For collaborating remotely, I use a lot of email, shared google docs, private
blogspot blogs where I can invite other authors and even Twitter. Of course,
Slack, Trello, Github and other tools are popular in the development
community. If possible, use something familiar. Trying to learn a new tool can
be a project in its own right. If it isn't critical to the success of the
project, don't do it. It just becomes a means to procrastinate.

If you have nothing, start with a design doc. If there are no roles assigned
yet, take the initiative. Set up a file, start a Google group or a Slack
channel, list goals and start hashing out who needs to do what.

You need a central repository. It does not have to be fancy. As your project
grows, layers of organization can be added as the need for such becomes clear.

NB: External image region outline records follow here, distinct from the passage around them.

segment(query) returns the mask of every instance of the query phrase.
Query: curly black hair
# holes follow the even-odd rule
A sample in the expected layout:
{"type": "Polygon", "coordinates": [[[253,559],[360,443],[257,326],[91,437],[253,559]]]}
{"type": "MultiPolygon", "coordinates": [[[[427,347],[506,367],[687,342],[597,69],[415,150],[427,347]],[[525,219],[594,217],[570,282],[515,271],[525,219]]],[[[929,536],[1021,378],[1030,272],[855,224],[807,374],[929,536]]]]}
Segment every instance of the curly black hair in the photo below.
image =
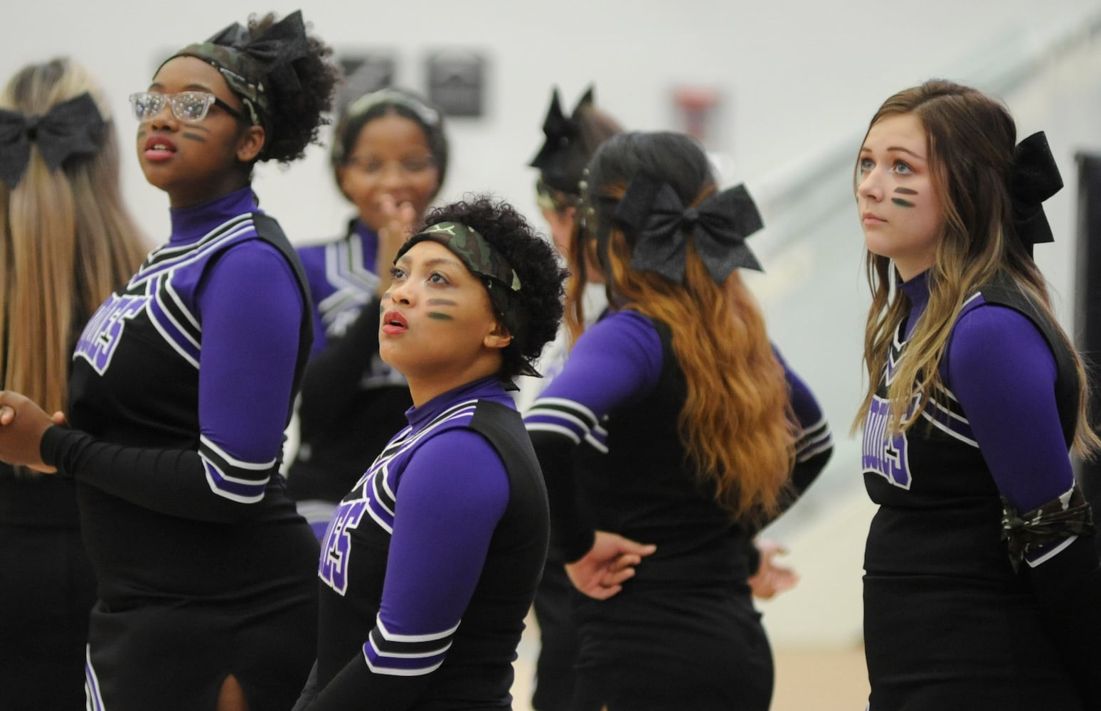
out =
{"type": "MultiPolygon", "coordinates": [[[[274,12],[263,18],[249,17],[249,33],[255,37],[275,24],[279,17],[274,12]]],[[[291,63],[298,78],[301,90],[280,90],[272,86],[271,116],[264,122],[268,129],[264,147],[258,161],[290,163],[306,154],[306,146],[318,143],[318,130],[329,123],[328,112],[333,109],[333,97],[340,69],[329,59],[333,47],[316,35],[307,35],[309,52],[291,63]]]]}
{"type": "Polygon", "coordinates": [[[554,339],[562,321],[563,295],[569,272],[562,267],[550,242],[504,200],[471,195],[465,200],[429,210],[416,231],[438,222],[459,222],[481,233],[520,276],[520,298],[527,313],[523,342],[513,336],[504,349],[498,375],[511,381],[523,365],[534,362],[554,339]]]}

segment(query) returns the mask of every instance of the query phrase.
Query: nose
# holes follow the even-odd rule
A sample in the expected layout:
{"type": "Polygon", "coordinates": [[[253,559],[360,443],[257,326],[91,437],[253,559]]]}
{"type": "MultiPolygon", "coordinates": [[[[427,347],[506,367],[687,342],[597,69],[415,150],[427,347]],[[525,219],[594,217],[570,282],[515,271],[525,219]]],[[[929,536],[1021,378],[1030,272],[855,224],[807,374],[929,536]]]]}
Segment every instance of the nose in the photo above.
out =
{"type": "Polygon", "coordinates": [[[407,305],[413,303],[413,289],[410,288],[408,280],[391,282],[390,288],[386,289],[386,294],[390,296],[390,300],[394,304],[407,305]]]}
{"type": "MultiPolygon", "coordinates": [[[[859,168],[858,168],[859,169],[859,168]]],[[[877,168],[865,171],[857,178],[857,196],[865,200],[882,200],[883,186],[881,185],[880,172],[877,168]]]]}
{"type": "Polygon", "coordinates": [[[146,120],[151,128],[163,129],[167,128],[168,124],[175,125],[176,114],[172,112],[172,105],[165,101],[161,110],[146,120]]]}
{"type": "Polygon", "coordinates": [[[405,167],[397,161],[389,161],[382,166],[379,174],[379,185],[386,192],[404,187],[408,183],[408,174],[405,167]]]}

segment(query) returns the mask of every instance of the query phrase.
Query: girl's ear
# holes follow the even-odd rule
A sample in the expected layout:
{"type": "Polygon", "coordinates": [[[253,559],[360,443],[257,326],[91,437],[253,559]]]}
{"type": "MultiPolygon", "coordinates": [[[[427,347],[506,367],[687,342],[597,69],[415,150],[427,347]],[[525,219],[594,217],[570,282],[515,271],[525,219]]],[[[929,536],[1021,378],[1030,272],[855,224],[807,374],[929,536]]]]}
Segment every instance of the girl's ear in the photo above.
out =
{"type": "Polygon", "coordinates": [[[493,330],[486,335],[482,344],[486,348],[504,348],[512,342],[512,333],[500,320],[494,321],[493,330]]]}
{"type": "Polygon", "coordinates": [[[237,160],[241,163],[252,163],[264,149],[266,134],[264,127],[250,125],[241,134],[241,140],[237,143],[237,160]]]}

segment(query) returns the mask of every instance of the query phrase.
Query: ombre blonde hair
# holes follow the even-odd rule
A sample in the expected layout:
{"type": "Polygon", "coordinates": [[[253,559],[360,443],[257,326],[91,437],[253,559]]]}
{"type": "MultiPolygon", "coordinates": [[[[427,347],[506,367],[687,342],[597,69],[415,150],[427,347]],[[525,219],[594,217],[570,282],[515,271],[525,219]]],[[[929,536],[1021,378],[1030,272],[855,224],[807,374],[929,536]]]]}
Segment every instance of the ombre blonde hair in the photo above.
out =
{"type": "MultiPolygon", "coordinates": [[[[784,369],[760,307],[737,271],[716,284],[690,240],[683,284],[632,270],[626,236],[612,219],[636,171],[668,183],[685,205],[698,205],[716,190],[706,154],[685,135],[625,133],[602,144],[589,168],[581,209],[588,211],[590,233],[607,230],[599,263],[609,303],[669,328],[687,384],[678,433],[697,479],[732,516],[772,515],[795,462],[796,426],[784,369]]],[[[567,294],[567,324],[574,335],[585,322],[582,265],[586,252],[590,264],[598,263],[596,242],[570,250],[577,278],[567,294]]]]}
{"type": "Polygon", "coordinates": [[[84,92],[106,121],[99,151],[51,172],[32,140],[20,182],[0,182],[0,386],[47,413],[65,407],[72,347],[85,321],[137,271],[146,244],[122,205],[113,123],[88,72],[55,58],[24,67],[0,94],[0,108],[35,116],[84,92]]]}
{"type": "MultiPolygon", "coordinates": [[[[869,131],[883,118],[907,113],[920,120],[926,133],[933,189],[945,206],[944,233],[926,277],[928,306],[906,344],[906,358],[898,362],[887,386],[889,427],[905,431],[917,422],[930,393],[942,386],[938,364],[963,303],[996,274],[1004,273],[1047,317],[1073,357],[1079,380],[1073,449],[1082,456],[1095,452],[1101,439],[1087,416],[1089,391],[1082,362],[1051,311],[1043,274],[1013,228],[1009,192],[1016,144],[1013,117],[977,89],[931,79],[884,101],[872,117],[869,131]],[[909,409],[914,393],[922,396],[909,409]]],[[[854,187],[859,167],[858,158],[854,187]]],[[[853,429],[868,416],[892,339],[909,313],[908,298],[894,284],[897,275],[890,259],[866,252],[865,270],[872,293],[864,331],[869,384],[853,429]]]]}

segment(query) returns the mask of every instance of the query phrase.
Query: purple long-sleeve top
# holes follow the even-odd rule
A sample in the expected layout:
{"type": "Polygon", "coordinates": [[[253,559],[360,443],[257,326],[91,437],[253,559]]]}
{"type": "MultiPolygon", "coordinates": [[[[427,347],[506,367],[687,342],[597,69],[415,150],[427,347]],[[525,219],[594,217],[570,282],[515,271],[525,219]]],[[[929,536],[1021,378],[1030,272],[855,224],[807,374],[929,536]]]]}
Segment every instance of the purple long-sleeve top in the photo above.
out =
{"type": "MultiPolygon", "coordinates": [[[[902,284],[913,304],[906,338],[929,302],[926,274],[902,284]]],[[[967,413],[999,491],[1032,511],[1075,483],[1055,398],[1055,357],[1022,313],[971,308],[952,327],[940,376],[967,413]]]]}

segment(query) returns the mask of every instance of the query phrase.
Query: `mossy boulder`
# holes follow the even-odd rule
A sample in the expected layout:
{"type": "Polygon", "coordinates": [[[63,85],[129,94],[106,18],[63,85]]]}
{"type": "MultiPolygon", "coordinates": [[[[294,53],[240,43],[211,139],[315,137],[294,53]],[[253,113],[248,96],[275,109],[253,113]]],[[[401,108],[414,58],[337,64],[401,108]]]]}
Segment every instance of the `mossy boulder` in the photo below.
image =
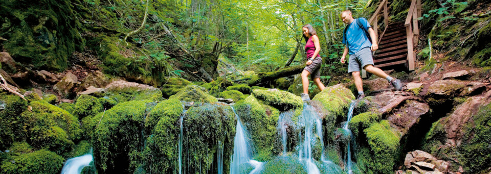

Just start. No more excuses. Expect the first attempt to be ugly, bad and
stupid. Do it anyway.

Best.

------
SirLJ
Communicate! I am managing a team of highly qualified employees across the
country and I have booked every Wednesday from 2pm to 4 pm or more to discuss
not only work related items, but life , universe and everything... this really
creates a good bond in the team , so I would suggest do it even once a day if
needed...

OR just enjoy the vacation for a month and start when everyone is back, some
people just cannot be trusted to step up and work unsupervised
unfortunately...

------
hawksy
The following has worked marvellously for me. More than half of my team is
remote: 1) Sync up once in a day - at a fixed time - for a fixed duration,
with a clear agenda for every one to tell their plan for the day. 2) At EOD
every body share a two liner update on Asana.

------
Sevii
Gitlab/Github, slack and Skype or hangouts. These are the tools I use everyday
to handle coworkers in other offices on my projects.